Le Pot-au-feu (Journal de Cuisine pratique et d’économie domestique) est une revue bimensuelle dont le n° 3 de la neuvième année (1er février 1901) contient un fort passionnant article intitulé : « Un café qui laisse dormir ». Rédigé par un certain Dutuyau, ce texte nous narre la découverte par l’explorateur Humblot d’une nouvelle espèce de café dans l’île de la grande Comore. Cette espèce fut dénommée Coffea Humblotiana en l’honneur de son découvreur. Mais c’est grâce à un savant, M. Gabriel Bertrand, que fut mise à jour la particularité extraordinaire de ce café. C’est dans la nouvelle annexe de l’Institut Pasteur que fut donc faite cette découverte. Là, « on y écorchera moins de lapins qu’en face, et on y cultivera sans doute moins de microbes ; mais on y travaillera tout autant en appliquant les ressources de la chimie à découvrir la structure intime de l’universalité des êtres organisés. »

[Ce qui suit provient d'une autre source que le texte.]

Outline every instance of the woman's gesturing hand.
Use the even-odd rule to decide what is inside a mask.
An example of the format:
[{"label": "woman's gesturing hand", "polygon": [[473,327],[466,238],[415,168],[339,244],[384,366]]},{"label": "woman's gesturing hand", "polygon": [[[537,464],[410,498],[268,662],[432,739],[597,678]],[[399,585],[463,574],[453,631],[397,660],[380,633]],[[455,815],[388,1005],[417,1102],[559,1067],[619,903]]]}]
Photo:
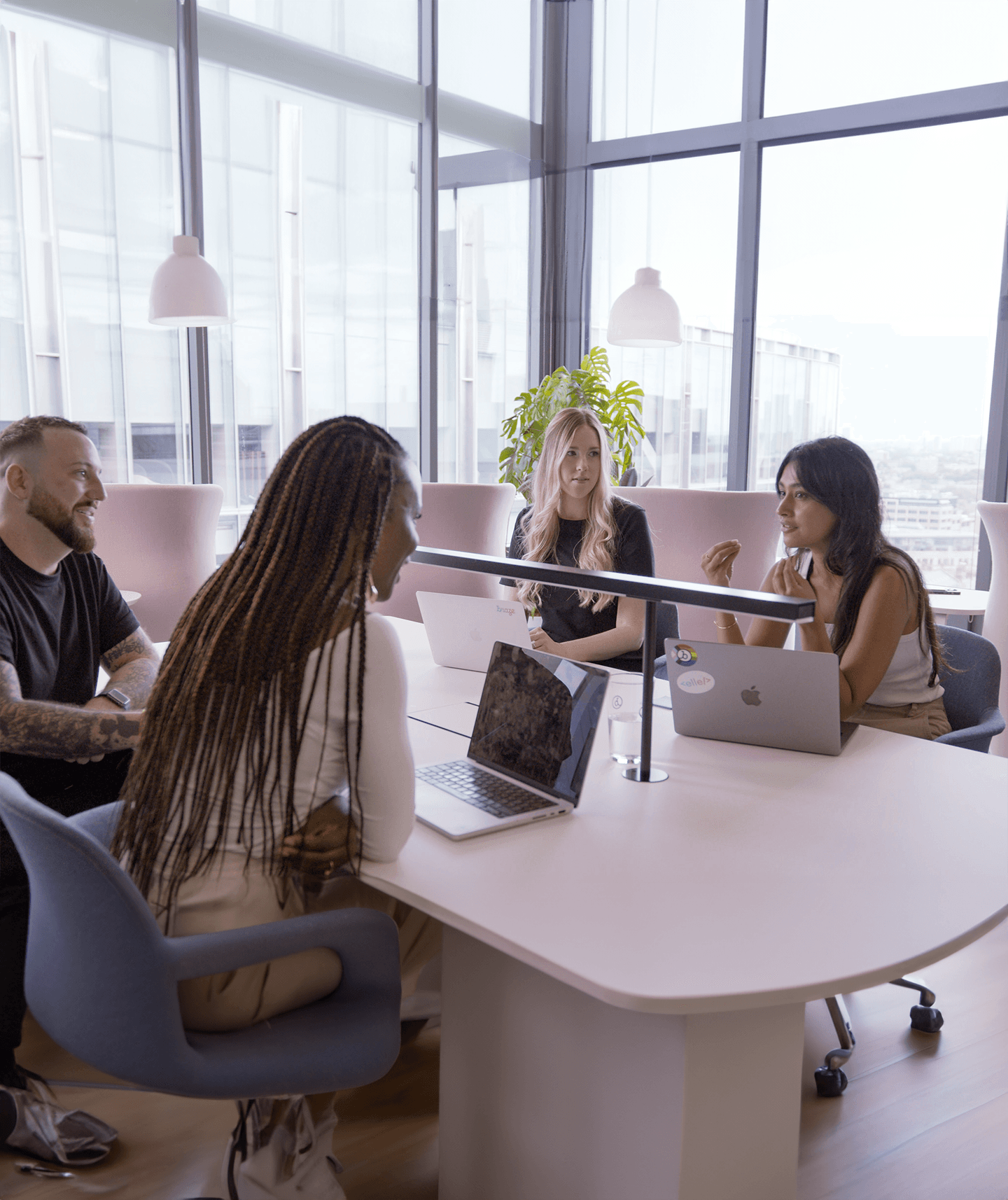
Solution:
[{"label": "woman's gesturing hand", "polygon": [[707,582],[715,588],[727,588],[732,583],[732,564],[738,558],[742,542],[732,538],[731,541],[719,541],[716,546],[701,558],[700,565],[707,576]]},{"label": "woman's gesturing hand", "polygon": [[359,846],[360,834],[350,818],[335,804],[323,804],[298,833],[283,839],[280,853],[300,874],[305,892],[312,894],[356,856]]},{"label": "woman's gesturing hand", "polygon": [[817,600],[816,589],[796,570],[798,558],[781,558],[770,575],[770,584],[779,596],[793,596],[796,600]]},{"label": "woman's gesturing hand", "polygon": [[564,656],[559,643],[554,642],[541,625],[536,629],[530,629],[528,631],[528,636],[532,638],[532,648],[534,650],[542,650],[544,654],[559,654],[562,658]]}]

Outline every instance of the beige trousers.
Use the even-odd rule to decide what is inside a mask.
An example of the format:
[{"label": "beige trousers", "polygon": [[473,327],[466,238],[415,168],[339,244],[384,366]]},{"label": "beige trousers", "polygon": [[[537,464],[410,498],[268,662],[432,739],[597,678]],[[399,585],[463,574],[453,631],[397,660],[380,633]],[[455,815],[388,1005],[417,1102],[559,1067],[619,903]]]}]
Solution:
[{"label": "beige trousers", "polygon": [[[440,922],[352,875],[332,880],[318,896],[307,900],[292,889],[287,904],[277,904],[276,919],[334,908],[374,908],[395,920],[400,935],[402,990],[404,996],[410,995],[420,971],[440,949]],[[179,984],[182,1025],[205,1033],[247,1028],[328,996],[338,986],[342,973],[340,956],[319,947],[238,971],[184,979]]]},{"label": "beige trousers", "polygon": [[952,731],[941,696],[920,704],[862,704],[847,720],[854,725],[870,725],[874,730],[886,730],[888,733],[906,733],[911,738],[924,738],[925,742],[934,742],[935,738]]}]

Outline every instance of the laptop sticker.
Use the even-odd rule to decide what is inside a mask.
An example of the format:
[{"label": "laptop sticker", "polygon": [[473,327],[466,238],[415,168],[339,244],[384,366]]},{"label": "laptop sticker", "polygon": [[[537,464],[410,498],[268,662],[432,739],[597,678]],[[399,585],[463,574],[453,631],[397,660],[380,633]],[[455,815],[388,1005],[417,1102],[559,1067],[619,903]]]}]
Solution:
[{"label": "laptop sticker", "polygon": [[714,686],[714,676],[707,671],[684,671],[676,677],[676,683],[683,691],[698,696],[702,691],[710,691]]}]

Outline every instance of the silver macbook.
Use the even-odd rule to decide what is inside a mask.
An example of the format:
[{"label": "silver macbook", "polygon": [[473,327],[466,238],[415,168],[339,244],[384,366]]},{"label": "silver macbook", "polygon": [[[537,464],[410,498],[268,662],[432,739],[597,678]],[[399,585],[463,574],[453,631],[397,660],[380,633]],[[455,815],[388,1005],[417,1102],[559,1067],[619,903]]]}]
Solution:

M. Bertrand « a donc analysé le café de M. Humblot et il a constaté – ô prodige – l’absence complète de caféine. » Un déca naturel en quelque sorte. Un article de 1937 publié dans la Revue de botanique appliquée et d’agriculture coloniale fait d’ailleurs écho de plusieurs variétés de café ne contenant aucune caféine. Mais revenons à notre café Humblot. M. Dutuyau précise à la fin de son article, « pour être complet, je dois avouer qu’il (le café) a flatté médiocrement mon palais. Non seulement on ne saurait le comparer au café carvalho, mais je crois que je lui préfère encore le café extrait de nos boutons de culotte. Car personne n’ignore que le corozo – dont on fait tant de boutons – réduit en poudre et torréfié, donne une infusion que certaines familles économes trouvent supérieure à celle du moka ». Le corozo, également appelé ivoire végétal ou targua, est le fruit d’un palmier d’Amérique du sud. Ce sont les Allemands qui l’importèrent en Europe pour fabriquer des boutons. Après la Seconde Guerre mondiale, la concurrence du plastique fit hélas tomber le corozo en désuétude. Allez donc faire du café avec un bouton en plastique…
Une recette
Dans La Table au Pays de Brillat-Savarin de Lucien Tendret, paru en 1892, on trouve un très beau texte intitulé “Traité du bouillon de bœuf”, parce que, comme tout le monde le sait le pot-au-feu n’est pas qu’une revue gourmande.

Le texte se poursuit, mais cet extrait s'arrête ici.